If a person bugs you, ignore him, and he’ll stop. This was the standard advice that adults gave me as a child. I suppose it was comfortable to them because it was non-violent and sounded vaguely plausible. It was also spectacularly ineffective, so I found it less comfortable than they did.
I once read a book about a mean kid who continually pushed other kids around, until a nice boy cheerfully acquiesced to all his demands, and the mean kid, who was just lonely, you see, meekly became the nice boy’s friend.
I’d like to imagine that the author of this book was an adult who had never seen actual children and couldn’t remember being one. Alas, I have heard similar advice from many adults. So it’s a widespread idea.
Recently, I’ve heard schools advise children to surround themselves with friends, because people in groups are less likely to be picked on. This is socially realistic, but it doesn’t explain what to do if we are not surrounded by friends, or if we have no friends.
Another book advises kids to act cool. Bullies don’t pick on cool kids, even cool loner kids. You should walk cool with your head held high. It’s not clear what you do if someone is un-awed by your coolness and attacks anyway. Act cooler? I don’t know.

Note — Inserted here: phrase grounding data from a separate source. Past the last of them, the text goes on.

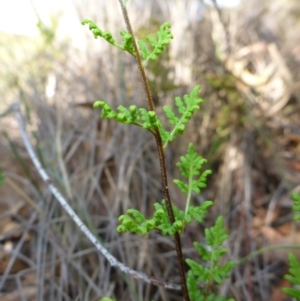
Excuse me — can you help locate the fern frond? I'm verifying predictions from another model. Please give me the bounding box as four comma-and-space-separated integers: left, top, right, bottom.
94, 87, 203, 146
186, 203, 213, 223
186, 216, 235, 300
205, 216, 229, 248
162, 86, 203, 147
173, 143, 212, 215
186, 271, 203, 301
117, 209, 155, 235
138, 22, 173, 65
93, 101, 159, 132
82, 19, 136, 56
0, 169, 4, 186
120, 30, 136, 55
117, 199, 213, 236
283, 253, 300, 300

Now, here’s a question for adults. Suppose someone calls you a nasty name and throws their drink on you. Do you stare at the ceiling and pretend you didn’t notice? Smile amicably and hope they’ll be nice? Run over to your friends? Strike a cool pose? I doubt most adults would do any of these things, which makes me ask why they advise them to kids.
We, as a society, have very confused views on power, aggression, and violence. We have a vague pacifist sentiment, but no clear idea of how to apply it. So unclear is this philosophy that, once threatened, we’re apt to toss it aside and fall back on the behaviours that we refuse to teach our kids. We continue to foist on them a message of non-aggression. Yet, as we provide no model to use it, and keep our actual methods hidden, we do them a disservice.

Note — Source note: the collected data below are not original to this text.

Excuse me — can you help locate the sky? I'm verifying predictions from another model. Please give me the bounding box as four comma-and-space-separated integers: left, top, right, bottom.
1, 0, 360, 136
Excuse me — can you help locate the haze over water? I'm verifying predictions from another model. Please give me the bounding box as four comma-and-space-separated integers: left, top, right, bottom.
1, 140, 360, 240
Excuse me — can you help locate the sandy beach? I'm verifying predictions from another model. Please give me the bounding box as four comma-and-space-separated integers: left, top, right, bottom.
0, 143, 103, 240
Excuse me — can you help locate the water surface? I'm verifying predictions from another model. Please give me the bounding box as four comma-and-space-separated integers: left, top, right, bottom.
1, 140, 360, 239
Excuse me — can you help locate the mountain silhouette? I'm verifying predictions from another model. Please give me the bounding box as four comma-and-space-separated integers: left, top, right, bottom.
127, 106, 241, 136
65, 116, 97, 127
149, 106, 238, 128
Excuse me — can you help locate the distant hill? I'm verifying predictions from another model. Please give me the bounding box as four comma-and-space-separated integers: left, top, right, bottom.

But I’m not arguing for violence. Our working solution is barely more functional than our advice.
The old Charles Atlas ads said that if you were a 90-pound weakling and got sand kicked in your face by a muscular man, the answer was to become an even more muscular man and kick sand in his face. That works to some extent, at least until an even bigger man shows up, and then you’re back where you started.
Violence isn’t the issue. I once saw a video in which bullies made fun of a kid for being different. The kid challenged them to a contest, using his unique traits to win. After that, they left him alone. A non-violent solution, it still had the same assumptions as sand-kicking: if people bother you, you must challenge them and win.

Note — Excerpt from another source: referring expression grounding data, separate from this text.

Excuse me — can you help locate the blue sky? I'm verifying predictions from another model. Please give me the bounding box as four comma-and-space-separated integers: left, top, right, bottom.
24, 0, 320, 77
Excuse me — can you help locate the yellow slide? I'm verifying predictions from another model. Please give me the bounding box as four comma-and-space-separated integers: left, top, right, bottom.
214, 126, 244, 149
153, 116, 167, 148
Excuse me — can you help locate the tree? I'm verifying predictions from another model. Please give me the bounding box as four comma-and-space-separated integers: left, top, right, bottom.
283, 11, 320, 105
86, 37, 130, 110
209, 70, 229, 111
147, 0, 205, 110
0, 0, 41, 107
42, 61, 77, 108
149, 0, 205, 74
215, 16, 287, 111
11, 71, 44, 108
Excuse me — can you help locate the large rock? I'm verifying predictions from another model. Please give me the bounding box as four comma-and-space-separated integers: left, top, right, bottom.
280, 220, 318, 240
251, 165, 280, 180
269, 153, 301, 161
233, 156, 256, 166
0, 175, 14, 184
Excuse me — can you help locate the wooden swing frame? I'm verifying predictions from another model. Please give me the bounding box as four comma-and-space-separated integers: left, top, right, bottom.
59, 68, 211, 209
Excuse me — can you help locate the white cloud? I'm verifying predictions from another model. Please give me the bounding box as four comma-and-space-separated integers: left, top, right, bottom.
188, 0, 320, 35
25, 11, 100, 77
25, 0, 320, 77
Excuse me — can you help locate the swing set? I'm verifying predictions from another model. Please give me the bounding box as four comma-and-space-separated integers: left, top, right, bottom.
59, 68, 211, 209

The trouble with both the passive and confrontational approaches is that they place all agency in the hands of the aggressor, either by assuming that we have no control or requiring us to have more control than is possible. Bullying is less about physical violence than about demoralizing through attacking the ego, and violence itself may or may not have this effect. Bullies can recognize someone whose self-esteem is easily affected by other people’s words or actions. Threats of violence or insults are arbitrary methods to play with people’s insecurities. Even annoying noises or facial expressions can suffice: if you feel that these hurt you, and you feel a need to stop them from happening, you hand over power to the person making them.
Thus we have some people needing to avoid all potential aggressors and other people needing to fight anyone who challenges them. Both are at the mercy of their intimidators.
The crucial illusion is that these intimidators have any real power beyond the credit we give them. To studiously ignore them doesn’t work, because it signals submissiveness and implied acceptance. To crush them, crush them all is excessive and also impossible. To view them as harmless idiots and treat them as such is merely accurate. But to do this, we must be able to distinguish between genuine threats and perceived injuries.
Don’t mistake me. Bullying is a serious problem. But it is part of a deeper issue. We are a culture with confrontational, egotistic values, attempting to become non-violent. We have no idea how.